Practically everyone I know back east has 3 or 4 laying around.  Todd Hughes won't even buy them anymore unless they are super special and near free, because he has them stacked and piled dangerously high all over the place already.
  sigh
 yours Scott
Title: Re: Rail Anvil
Post by: rusty on October 06, 2011, 05:57:28 PM

Hmm, heh, you have the only manganese steel anvil I have ever seen.
I hope you aren't planning to put a hardy hole in it tho - P
Title: Re: Rail Anvil
Post by: Carl on January 08, 2012, 08:35:40 PM
Word of WARNING   I have a 5' piece of RR track ( very old and super rusty) that I tried to Scrap.     The kid at the yard said  " I don't see that !!  and you better hide it.   It's a Federal offense to have it with out the proper paper work and bill of sale ! "    I checked it out !  He was right.     Even if a line was abandoned the RR still owns the rails,  Plates and spikes .

Second that. Railroad track is private property. I tried to score a couple feet from a track replacement crew, but every inch has to be accounted for.
Title: Re: Rail Anvil
Post by: 64longstep/Brian on January 08, 2012, 11:43:34 PM
A while back there was a guy celling 3” sticks of RR track on ebay and I see it sold out of salvage yards all of the time here in Phoenix…
Title: Re: Rail Anvil
Post by: Branson on January 09, 2012, 06:56:44 AM
Guess I'm a Federal offender.  I found a 12 inch section of track abandoned along side of a RXR, along with several of the plates -- the result of a repair.
Picked up the section and one of the plates. 
Title: Re: Rail Anvil
Post by: v8garage on January 09, 2012, 06:13:35 PM
Word of WARNING   I have a 5' piece of RR track ( very old and super rusty) that I tried to Scrap.     The kid at the yard said  " I don't see that !!  and you better hide it.   It's a Federal offense to have it with out the proper paper work and bill of sale ! "    I checked it out !  He was right.     Even if a line was abandoned the RR still owns the rails,  Plates and spikes .
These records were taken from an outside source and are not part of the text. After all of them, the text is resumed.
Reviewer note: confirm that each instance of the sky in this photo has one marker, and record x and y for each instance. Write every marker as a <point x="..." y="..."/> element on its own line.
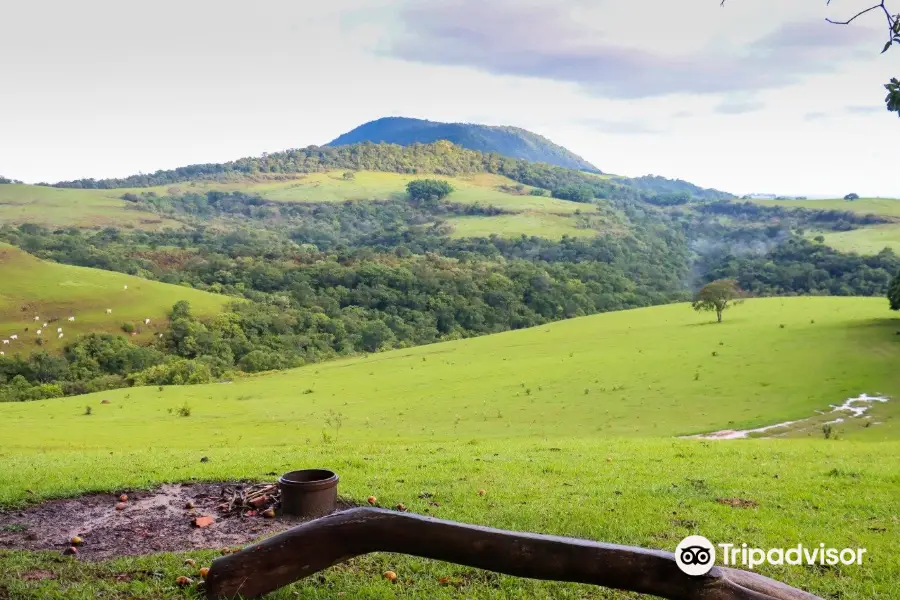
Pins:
<point x="754" y="96"/>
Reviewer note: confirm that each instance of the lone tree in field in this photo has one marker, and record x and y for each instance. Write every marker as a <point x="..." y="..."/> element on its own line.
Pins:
<point x="718" y="296"/>
<point x="894" y="293"/>
<point x="428" y="192"/>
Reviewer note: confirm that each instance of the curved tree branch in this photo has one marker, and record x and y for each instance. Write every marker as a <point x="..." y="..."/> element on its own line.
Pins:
<point x="311" y="547"/>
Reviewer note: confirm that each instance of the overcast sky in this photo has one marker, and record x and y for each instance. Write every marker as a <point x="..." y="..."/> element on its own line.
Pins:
<point x="756" y="96"/>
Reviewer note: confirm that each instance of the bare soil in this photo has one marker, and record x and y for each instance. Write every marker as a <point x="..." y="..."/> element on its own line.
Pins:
<point x="152" y="521"/>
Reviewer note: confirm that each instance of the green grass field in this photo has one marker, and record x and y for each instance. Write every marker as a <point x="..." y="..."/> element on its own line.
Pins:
<point x="886" y="207"/>
<point x="55" y="207"/>
<point x="33" y="287"/>
<point x="869" y="240"/>
<point x="571" y="428"/>
<point x="526" y="223"/>
<point x="372" y="185"/>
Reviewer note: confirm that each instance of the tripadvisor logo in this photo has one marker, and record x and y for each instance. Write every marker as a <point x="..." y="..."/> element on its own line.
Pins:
<point x="696" y="555"/>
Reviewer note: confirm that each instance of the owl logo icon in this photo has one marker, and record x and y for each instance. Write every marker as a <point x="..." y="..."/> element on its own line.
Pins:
<point x="695" y="555"/>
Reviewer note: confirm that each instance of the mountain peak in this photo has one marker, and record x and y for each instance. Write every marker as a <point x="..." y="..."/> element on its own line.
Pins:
<point x="509" y="141"/>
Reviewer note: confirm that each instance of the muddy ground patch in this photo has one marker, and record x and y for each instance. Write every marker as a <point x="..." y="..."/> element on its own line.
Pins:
<point x="158" y="520"/>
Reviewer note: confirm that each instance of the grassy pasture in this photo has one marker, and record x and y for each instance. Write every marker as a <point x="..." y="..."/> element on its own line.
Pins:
<point x="886" y="207"/>
<point x="525" y="223"/>
<point x="56" y="207"/>
<point x="569" y="427"/>
<point x="869" y="240"/>
<point x="374" y="185"/>
<point x="536" y="215"/>
<point x="50" y="290"/>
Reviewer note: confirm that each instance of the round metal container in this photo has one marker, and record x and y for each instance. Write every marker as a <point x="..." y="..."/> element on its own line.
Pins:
<point x="308" y="493"/>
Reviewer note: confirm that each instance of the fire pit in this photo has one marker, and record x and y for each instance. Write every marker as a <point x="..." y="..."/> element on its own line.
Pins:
<point x="308" y="493"/>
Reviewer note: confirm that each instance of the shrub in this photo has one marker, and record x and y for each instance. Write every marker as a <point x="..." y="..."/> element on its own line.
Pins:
<point x="177" y="372"/>
<point x="428" y="191"/>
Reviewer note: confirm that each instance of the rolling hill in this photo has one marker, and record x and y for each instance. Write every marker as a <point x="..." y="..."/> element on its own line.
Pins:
<point x="866" y="240"/>
<point x="57" y="207"/>
<point x="568" y="429"/>
<point x="54" y="292"/>
<point x="505" y="140"/>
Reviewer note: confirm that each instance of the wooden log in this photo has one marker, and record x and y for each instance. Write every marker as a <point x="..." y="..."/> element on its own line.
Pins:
<point x="316" y="545"/>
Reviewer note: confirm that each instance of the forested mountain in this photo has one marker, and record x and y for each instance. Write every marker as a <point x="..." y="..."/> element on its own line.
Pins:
<point x="440" y="158"/>
<point x="661" y="185"/>
<point x="508" y="141"/>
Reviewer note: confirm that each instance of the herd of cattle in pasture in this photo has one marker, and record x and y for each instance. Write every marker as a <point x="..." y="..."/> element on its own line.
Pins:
<point x="59" y="330"/>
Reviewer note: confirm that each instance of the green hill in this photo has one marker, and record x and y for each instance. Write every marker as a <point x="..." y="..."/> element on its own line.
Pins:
<point x="508" y="141"/>
<point x="55" y="292"/>
<point x="866" y="240"/>
<point x="56" y="207"/>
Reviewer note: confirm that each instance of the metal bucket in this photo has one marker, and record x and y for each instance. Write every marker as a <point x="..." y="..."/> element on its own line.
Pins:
<point x="309" y="493"/>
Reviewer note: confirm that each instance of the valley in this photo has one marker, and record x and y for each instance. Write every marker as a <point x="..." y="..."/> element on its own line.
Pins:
<point x="516" y="348"/>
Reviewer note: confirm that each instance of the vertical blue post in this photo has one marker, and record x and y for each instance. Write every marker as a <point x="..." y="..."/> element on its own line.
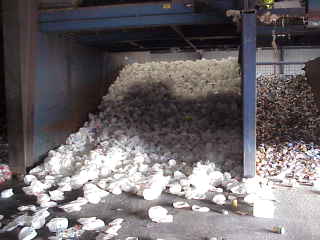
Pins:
<point x="248" y="63"/>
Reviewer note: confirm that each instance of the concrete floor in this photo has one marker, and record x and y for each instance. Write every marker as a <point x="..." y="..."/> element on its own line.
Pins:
<point x="298" y="211"/>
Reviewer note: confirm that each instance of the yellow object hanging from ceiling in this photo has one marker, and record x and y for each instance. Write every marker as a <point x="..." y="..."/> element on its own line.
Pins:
<point x="268" y="3"/>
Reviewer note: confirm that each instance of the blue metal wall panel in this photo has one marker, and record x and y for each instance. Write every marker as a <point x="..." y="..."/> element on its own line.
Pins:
<point x="249" y="92"/>
<point x="68" y="87"/>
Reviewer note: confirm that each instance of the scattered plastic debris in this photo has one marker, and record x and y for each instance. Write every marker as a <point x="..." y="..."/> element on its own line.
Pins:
<point x="57" y="224"/>
<point x="181" y="205"/>
<point x="75" y="205"/>
<point x="93" y="194"/>
<point x="7" y="193"/>
<point x="287" y="111"/>
<point x="316" y="186"/>
<point x="32" y="208"/>
<point x="197" y="208"/>
<point x="224" y="212"/>
<point x="234" y="203"/>
<point x="263" y="208"/>
<point x="5" y="173"/>
<point x="91" y="224"/>
<point x="27" y="233"/>
<point x="159" y="214"/>
<point x="279" y="230"/>
<point x="219" y="199"/>
<point x="56" y="195"/>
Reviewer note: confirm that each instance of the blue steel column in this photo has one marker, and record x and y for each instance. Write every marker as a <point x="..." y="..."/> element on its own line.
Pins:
<point x="248" y="63"/>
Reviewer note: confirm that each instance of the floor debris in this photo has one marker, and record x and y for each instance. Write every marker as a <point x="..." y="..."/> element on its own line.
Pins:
<point x="91" y="224"/>
<point x="7" y="193"/>
<point x="27" y="233"/>
<point x="197" y="208"/>
<point x="135" y="145"/>
<point x="57" y="224"/>
<point x="279" y="230"/>
<point x="159" y="214"/>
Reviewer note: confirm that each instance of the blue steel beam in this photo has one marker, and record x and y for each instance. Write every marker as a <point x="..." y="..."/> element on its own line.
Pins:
<point x="249" y="94"/>
<point x="125" y="16"/>
<point x="114" y="11"/>
<point x="130" y="22"/>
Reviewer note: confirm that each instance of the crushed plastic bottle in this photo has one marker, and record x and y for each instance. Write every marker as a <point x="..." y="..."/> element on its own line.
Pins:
<point x="7" y="193"/>
<point x="91" y="224"/>
<point x="159" y="214"/>
<point x="197" y="208"/>
<point x="27" y="233"/>
<point x="93" y="194"/>
<point x="181" y="205"/>
<point x="57" y="224"/>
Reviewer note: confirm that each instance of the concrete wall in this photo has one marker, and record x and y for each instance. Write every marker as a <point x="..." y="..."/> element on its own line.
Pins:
<point x="68" y="86"/>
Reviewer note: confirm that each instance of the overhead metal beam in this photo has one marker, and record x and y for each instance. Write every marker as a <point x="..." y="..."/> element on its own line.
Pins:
<point x="248" y="66"/>
<point x="180" y="33"/>
<point x="114" y="11"/>
<point x="125" y="16"/>
<point x="130" y="22"/>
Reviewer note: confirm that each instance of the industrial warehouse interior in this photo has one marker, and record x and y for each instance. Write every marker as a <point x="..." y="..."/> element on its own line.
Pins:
<point x="160" y="120"/>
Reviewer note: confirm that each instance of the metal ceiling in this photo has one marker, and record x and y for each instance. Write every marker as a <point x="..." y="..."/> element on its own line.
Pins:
<point x="160" y="25"/>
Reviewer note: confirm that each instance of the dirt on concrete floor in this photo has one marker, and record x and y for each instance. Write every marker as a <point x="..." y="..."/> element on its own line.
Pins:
<point x="296" y="211"/>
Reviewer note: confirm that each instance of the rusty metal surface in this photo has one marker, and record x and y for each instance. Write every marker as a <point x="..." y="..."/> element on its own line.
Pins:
<point x="68" y="87"/>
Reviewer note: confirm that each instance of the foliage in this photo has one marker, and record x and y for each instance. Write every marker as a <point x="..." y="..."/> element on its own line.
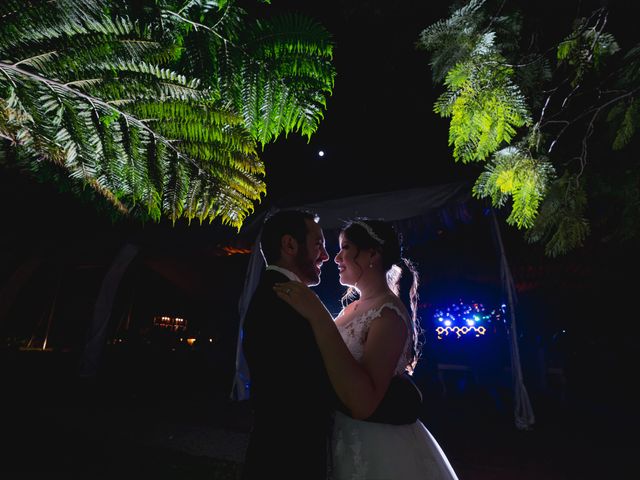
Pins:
<point x="160" y="107"/>
<point x="527" y="110"/>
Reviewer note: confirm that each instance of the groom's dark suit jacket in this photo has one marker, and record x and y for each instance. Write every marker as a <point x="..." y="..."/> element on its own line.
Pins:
<point x="291" y="395"/>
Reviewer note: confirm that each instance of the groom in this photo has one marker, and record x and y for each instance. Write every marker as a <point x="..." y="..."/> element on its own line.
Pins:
<point x="292" y="398"/>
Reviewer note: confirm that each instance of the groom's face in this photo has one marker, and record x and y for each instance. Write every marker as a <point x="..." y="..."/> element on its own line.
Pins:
<point x="311" y="255"/>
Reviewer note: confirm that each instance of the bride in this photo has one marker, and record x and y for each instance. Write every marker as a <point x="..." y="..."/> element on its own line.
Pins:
<point x="371" y="340"/>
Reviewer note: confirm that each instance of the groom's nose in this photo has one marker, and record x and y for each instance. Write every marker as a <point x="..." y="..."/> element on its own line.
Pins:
<point x="324" y="256"/>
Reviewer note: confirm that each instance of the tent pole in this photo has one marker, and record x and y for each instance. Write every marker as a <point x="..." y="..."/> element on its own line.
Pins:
<point x="523" y="412"/>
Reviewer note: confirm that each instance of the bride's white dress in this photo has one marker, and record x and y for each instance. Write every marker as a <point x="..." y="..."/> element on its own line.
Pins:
<point x="375" y="451"/>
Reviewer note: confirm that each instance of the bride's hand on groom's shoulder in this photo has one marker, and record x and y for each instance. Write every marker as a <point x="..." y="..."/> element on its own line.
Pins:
<point x="304" y="300"/>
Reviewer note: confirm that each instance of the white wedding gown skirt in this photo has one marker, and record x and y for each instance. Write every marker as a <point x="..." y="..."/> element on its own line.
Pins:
<point x="375" y="451"/>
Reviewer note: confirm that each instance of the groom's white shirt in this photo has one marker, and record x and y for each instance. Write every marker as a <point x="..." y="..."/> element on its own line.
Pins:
<point x="287" y="273"/>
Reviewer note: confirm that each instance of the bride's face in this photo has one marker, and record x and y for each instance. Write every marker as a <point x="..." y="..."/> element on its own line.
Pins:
<point x="349" y="263"/>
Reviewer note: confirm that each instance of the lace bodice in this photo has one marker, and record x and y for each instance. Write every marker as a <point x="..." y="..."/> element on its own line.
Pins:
<point x="355" y="333"/>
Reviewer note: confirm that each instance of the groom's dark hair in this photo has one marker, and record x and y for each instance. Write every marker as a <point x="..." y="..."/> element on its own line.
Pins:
<point x="280" y="223"/>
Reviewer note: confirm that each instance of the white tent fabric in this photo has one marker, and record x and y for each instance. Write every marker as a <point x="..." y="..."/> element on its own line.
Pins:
<point x="391" y="206"/>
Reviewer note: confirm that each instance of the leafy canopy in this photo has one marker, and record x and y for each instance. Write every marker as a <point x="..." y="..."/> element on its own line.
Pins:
<point x="159" y="107"/>
<point x="535" y="116"/>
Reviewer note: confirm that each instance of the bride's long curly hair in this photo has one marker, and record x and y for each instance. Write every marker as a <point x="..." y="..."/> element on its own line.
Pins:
<point x="381" y="235"/>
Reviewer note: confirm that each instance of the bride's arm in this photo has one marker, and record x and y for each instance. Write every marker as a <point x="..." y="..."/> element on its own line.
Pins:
<point x="360" y="386"/>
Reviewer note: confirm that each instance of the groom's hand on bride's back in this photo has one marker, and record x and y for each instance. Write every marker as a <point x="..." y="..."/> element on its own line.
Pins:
<point x="401" y="404"/>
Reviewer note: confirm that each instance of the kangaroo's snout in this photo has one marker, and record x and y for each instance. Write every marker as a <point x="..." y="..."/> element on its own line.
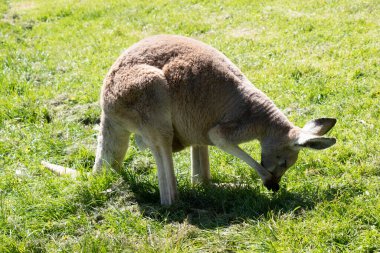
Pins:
<point x="272" y="185"/>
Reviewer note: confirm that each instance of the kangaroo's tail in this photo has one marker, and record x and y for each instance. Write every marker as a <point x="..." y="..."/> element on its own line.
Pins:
<point x="60" y="170"/>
Not all rail of this type is owned/used by railroads. There are millions of overhead cranes on industrial sites that run on rails.
V/8
Title: Re: Rail Anvil
Post by: m_fumich on January 09, 2012, 08:28:58 PM
Word of WARNING   I have a 5' piece of RR track ( very old and super rusty) that I tried to Scrap.     The kid at the yard said  " I don't see that !!  and you better hide it.   It's a Federal offense to have it with out the proper paper work and bill of sale ! "    I checked it out !  He was right.     Even if a line was abandoned the RR still owns the rails,  Plates and spikes .

  Burden of proof would be on the authorities as to which rail-road originally owned it, when they lost possession, how, and who had it next. My dad used to have an 18" section. No idea where it came from.
Title: Re: Rail Anvil
Post by: keykeeper on January 10, 2012, 08:51:53 AM
I have two-four foot sections of smaller rail that originally came from the coal mines, sometime around the 40's or 50's. My grandpa had it on his farm. There are plates welded to each end, and look like someone used them as shoring posts or something. I'd like to see them find who originally owned those. Grandpa's been gone since 1967, and none of the mines that operated back then are still in business.
Title: Re: Rail Anvil
Post by: scottg on January 10, 2012, 12:19:55 PM
My little scrap of rail came from Noranda Gray Eagle mine. I worked there a decade and a 1/2.
Lots of old rail came from mines. Private property.